Apple has announced its new iPhone 13, which can film “portrait mode” videos with a depth of field effect.
The new cinematic mode “anticipates when someone is about to enter the frame” and shifts focus to them, Apple said – something known as “pull focus”.
It is the only smartphone that lets users edit this effect after shooting, Apple boss Tim Cook said.
However, most other features on the new model were incremental updates over previous versions.
The event was also overshadowed by news of a new security flaw in Apple devices which could expose users’ messages.
Apple released a security patch on Monday for the previously-unknown flaw, which could let attackers access its iMessage service without the user clicking on a malicious link or file.
The new iPhone includes a faster A15 chip, a brighter display, and a battery life of up to 2.5 hours longer, and comes in new colours including pink, blue, “midnight starlight” and red.
The new iPhone will also have up to 500GB of storage with its lowest available storage rising to 128GB from previous models’ 64GB.
Apple was also keen to stress its green credentials, saying the phone used many recycled materials – including antenna lines made from plastic water bottles, it said.

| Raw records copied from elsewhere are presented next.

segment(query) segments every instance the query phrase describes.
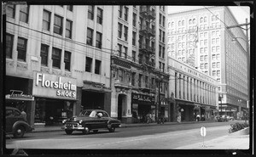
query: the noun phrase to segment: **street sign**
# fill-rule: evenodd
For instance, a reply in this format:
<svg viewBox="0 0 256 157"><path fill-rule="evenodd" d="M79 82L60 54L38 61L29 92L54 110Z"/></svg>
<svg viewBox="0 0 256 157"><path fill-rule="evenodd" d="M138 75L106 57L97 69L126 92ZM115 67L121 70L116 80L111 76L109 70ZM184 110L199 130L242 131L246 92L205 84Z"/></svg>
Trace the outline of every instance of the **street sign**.
<svg viewBox="0 0 256 157"><path fill-rule="evenodd" d="M205 126L201 127L201 136L202 137L207 136L207 128Z"/></svg>

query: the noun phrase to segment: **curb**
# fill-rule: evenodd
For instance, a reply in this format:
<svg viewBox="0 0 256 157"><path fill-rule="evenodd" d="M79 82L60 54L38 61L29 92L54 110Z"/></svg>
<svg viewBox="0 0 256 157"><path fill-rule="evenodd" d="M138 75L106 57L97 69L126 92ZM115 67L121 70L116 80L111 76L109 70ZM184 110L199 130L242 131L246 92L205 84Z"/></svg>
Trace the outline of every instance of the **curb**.
<svg viewBox="0 0 256 157"><path fill-rule="evenodd" d="M141 123L137 125L129 125L129 124L121 124L121 126L119 128L126 128L126 127L142 127L142 126L166 126L166 125L183 125L183 124L194 124L194 123L207 123L207 122L216 122L215 121L186 121L186 122L166 122L164 124L156 124L156 123L149 123L149 124L145 124L145 123ZM38 126L38 127L45 127L45 126ZM47 126L46 126L47 127ZM34 130L31 132L26 132L26 133L37 133L37 132L60 132L60 131L64 131L61 129L61 126L55 126L55 129L50 129L51 126L49 126L49 130L46 128L44 128L44 130L38 130L37 127L34 127ZM59 127L59 128L57 128ZM44 130L45 129L45 130Z"/></svg>

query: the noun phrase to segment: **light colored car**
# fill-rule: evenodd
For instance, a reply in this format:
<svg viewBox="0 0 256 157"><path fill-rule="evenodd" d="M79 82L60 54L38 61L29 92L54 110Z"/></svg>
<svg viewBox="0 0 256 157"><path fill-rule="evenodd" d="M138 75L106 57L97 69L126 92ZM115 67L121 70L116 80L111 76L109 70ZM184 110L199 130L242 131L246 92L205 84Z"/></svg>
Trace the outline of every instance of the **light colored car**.
<svg viewBox="0 0 256 157"><path fill-rule="evenodd" d="M6 107L5 121L6 133L13 134L15 137L22 137L25 132L33 130L16 108Z"/></svg>
<svg viewBox="0 0 256 157"><path fill-rule="evenodd" d="M73 131L88 134L90 131L96 133L98 130L108 130L111 132L119 127L120 121L111 118L105 110L84 109L79 116L63 120L61 129L70 135Z"/></svg>

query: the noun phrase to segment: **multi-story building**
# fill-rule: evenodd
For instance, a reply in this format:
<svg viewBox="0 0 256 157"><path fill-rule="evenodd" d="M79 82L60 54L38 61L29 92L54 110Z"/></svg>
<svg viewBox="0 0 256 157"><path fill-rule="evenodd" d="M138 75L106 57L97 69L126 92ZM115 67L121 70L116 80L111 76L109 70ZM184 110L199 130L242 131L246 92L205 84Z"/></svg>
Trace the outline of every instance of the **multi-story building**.
<svg viewBox="0 0 256 157"><path fill-rule="evenodd" d="M32 125L83 108L110 113L112 8L8 4L6 105L24 108Z"/></svg>
<svg viewBox="0 0 256 157"><path fill-rule="evenodd" d="M246 36L227 7L210 7L168 15L171 58L214 77L218 111L239 118L247 112L248 52ZM241 38L234 42L234 37Z"/></svg>
<svg viewBox="0 0 256 157"><path fill-rule="evenodd" d="M195 67L169 57L171 117L181 121L214 120L218 115L217 81Z"/></svg>
<svg viewBox="0 0 256 157"><path fill-rule="evenodd" d="M168 117L165 25L162 6L8 4L6 105L32 125L88 108L131 122L157 98Z"/></svg>
<svg viewBox="0 0 256 157"><path fill-rule="evenodd" d="M111 115L125 122L143 122L150 113L169 121L166 7L113 9Z"/></svg>

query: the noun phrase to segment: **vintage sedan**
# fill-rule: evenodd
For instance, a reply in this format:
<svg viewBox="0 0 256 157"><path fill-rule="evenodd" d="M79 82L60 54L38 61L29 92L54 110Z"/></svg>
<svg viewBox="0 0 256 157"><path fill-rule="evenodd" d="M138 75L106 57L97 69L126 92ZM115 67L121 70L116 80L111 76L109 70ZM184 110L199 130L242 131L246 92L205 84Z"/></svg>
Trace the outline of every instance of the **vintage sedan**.
<svg viewBox="0 0 256 157"><path fill-rule="evenodd" d="M32 128L22 116L20 111L13 107L5 109L6 133L13 134L14 137L22 137L25 132L32 132Z"/></svg>
<svg viewBox="0 0 256 157"><path fill-rule="evenodd" d="M63 120L61 129L70 135L73 131L80 131L88 134L90 131L96 133L98 130L106 129L113 132L119 127L120 121L111 118L105 110L84 109L79 116Z"/></svg>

The launch comes as buyers are keeping their phones for longer before upgrading. Investment firm Wedbush Securities estimates that around 250 million iPhone users have not upgraded their phones in 3.5 years.
Paolo Pescatore, an analyst at PP Foresight, said many have yet to experience modern features.
“While many will see some upgrades as incremental, there are millions of users who have yet to upgrade to 5G. Therefore, this so called ‘supercycle’ moment is still relevant,” he said.
Smartphone shipments worldwide.
Millions of units shipped.
The 5G connectivity is only available on the iPhone 12, released last year, and the newly-announced models.
In the second quarter of this year, Apple shipped 25.9% of all 5G handsets in the world, according to analyst firm IDC.
Marta Pinto, senior research manager at IDC, said: “With the new portfolio, this number will grow and consolidate the dominance of Apple in that space.”
“Not being the first [to launch a 5G phone] paid off.”
Apple also launched an iPhone 13 Mini, Pro and Pro Max.
The iPhone 13 Pro and Pro Max contain three cameras and what Apple calls “its most advanced camera system yet”.
Its premium models include a Super Retina XDR display and ProMotion – which delivers adaptive refresh rates of up to 120Hz.
This allows for smoother scrolling, animations, and gameplay.
The iPhone 13 mini starts at £679, with the iPhone 13 starting at £779. The iPhone 13 Pro starts at £949, and the larger Pro Max £1,049.
Apple has a reputation for innovation. But if this launch was anything to go by, that reputation is outdated.
Nothing especially new or visionary was announced here. The updates to its iPhone, Apple Watch and iPad feel conservative, uninspired, safe.
Barring a new improved cinematic camera (which to be fair looks good) these are iterative updates. Even the presentation, though slick, had no particularly memorable or creative moments. Rumours of more interesting updates, iPhones with satellite capabilities for example, turned out to be false.
“What a spectacular set of announcements,” said Apple’s Tim Cook – referring to products like the new iPhone 13, which looks almost identical to the iPhone 12.
Some had speculated that maybe Apple would stop numbering the new iPhone (13 being an unlucky number for some) – but no such radical move.
Still, Apple will sell a lot of these gadgets – they always do.
But look past the bombastic marketing and this was a pretty uninteresting launch – particularly from a company that likes to describe itself as innovative.